確かにそういう側面もあるのですが、クリニック(診療所)のような小規模な組織においては必ずしもそういうケースばかりではありません。クリニックは通常の会社と比較すると以下のような特徴があります。

  • 部署が少なく、配置転換が難しい。
  • 職種間のコミュニケーションが十分でないケースも多い。
  • メンバーが少ないので、問題のあるスタッフがいることで、クリニックにとって重要な人材が辞めてしまうケースも多い。

特に、患者対応に問題があったり、同僚や他の職員との関係をうまく構築できないスタッフがいた場合、問題が大きくなりがちです。

スタッフ間のコミュニケーションのずれを是正したり、場合によっては退職していただくといった対応も必要になります。他方、対応を誤れば、組織が崩壊しかねません。

そういった場合、顧問弁護士としてサポート、場合によってはスタッフとの面談に同席することもしています。労務問題についてはクリニック特有の対応が求められると感じています。

クリニックの労務問題においても、【医療機関向け顧問弁護士】を使っていただく場面が多いと思います。

「同意書・説明書類のチェック(レビュー)」

「同意書・説明書類のチェック(レビュー)」についてお話ししたいと思います。

クリニック運営において、患者さんにお渡しする同意書や説明書類の内容は重要です。

記載内容や書式についてご相談いただくことも多いです。

医療機関向け顧問弁護士として気をつけなければいけないのは、わかりやすい内容にしつつも、業務フローを阻害しないようにするという点です。

例えば、同意書の数や記載内容を多くすれば、「〇〇の点に関する説明は聞いていない!」などというクレームを減らすことができます。

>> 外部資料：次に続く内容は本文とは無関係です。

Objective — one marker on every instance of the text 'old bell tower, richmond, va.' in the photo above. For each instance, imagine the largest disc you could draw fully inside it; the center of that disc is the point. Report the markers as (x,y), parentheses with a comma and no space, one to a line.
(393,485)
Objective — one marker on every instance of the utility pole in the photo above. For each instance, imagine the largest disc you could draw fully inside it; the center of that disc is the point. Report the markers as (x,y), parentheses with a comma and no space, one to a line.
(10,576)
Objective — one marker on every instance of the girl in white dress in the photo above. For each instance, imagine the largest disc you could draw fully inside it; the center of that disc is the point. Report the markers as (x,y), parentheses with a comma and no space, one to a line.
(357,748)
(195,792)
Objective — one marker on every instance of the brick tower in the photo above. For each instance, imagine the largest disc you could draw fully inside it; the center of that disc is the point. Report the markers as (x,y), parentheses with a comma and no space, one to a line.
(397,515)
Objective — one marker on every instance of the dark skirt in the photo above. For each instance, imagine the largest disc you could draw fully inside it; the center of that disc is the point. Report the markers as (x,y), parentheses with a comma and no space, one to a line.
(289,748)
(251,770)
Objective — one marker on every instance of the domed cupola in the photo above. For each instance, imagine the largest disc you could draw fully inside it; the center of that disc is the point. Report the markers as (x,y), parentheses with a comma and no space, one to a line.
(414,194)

一方で、同意書の数が増えすぎると、スムースな業務を阻害します。スタッフやナースが患者さんに対して説明する時間が増え、患者さんからは「なぜこの同意書にサインしなければいけないのか、さっきの同意書とはどう違うのか」といったクレームが生じます。

トラブルを減らすための同意書や説明書なのに、それが原因でトラブルが増えては本末転倒です。

各診療科の特徴や同意・説明の必要性、各クリニックの業務フローを理解したうえでアドバイスするように心がけています。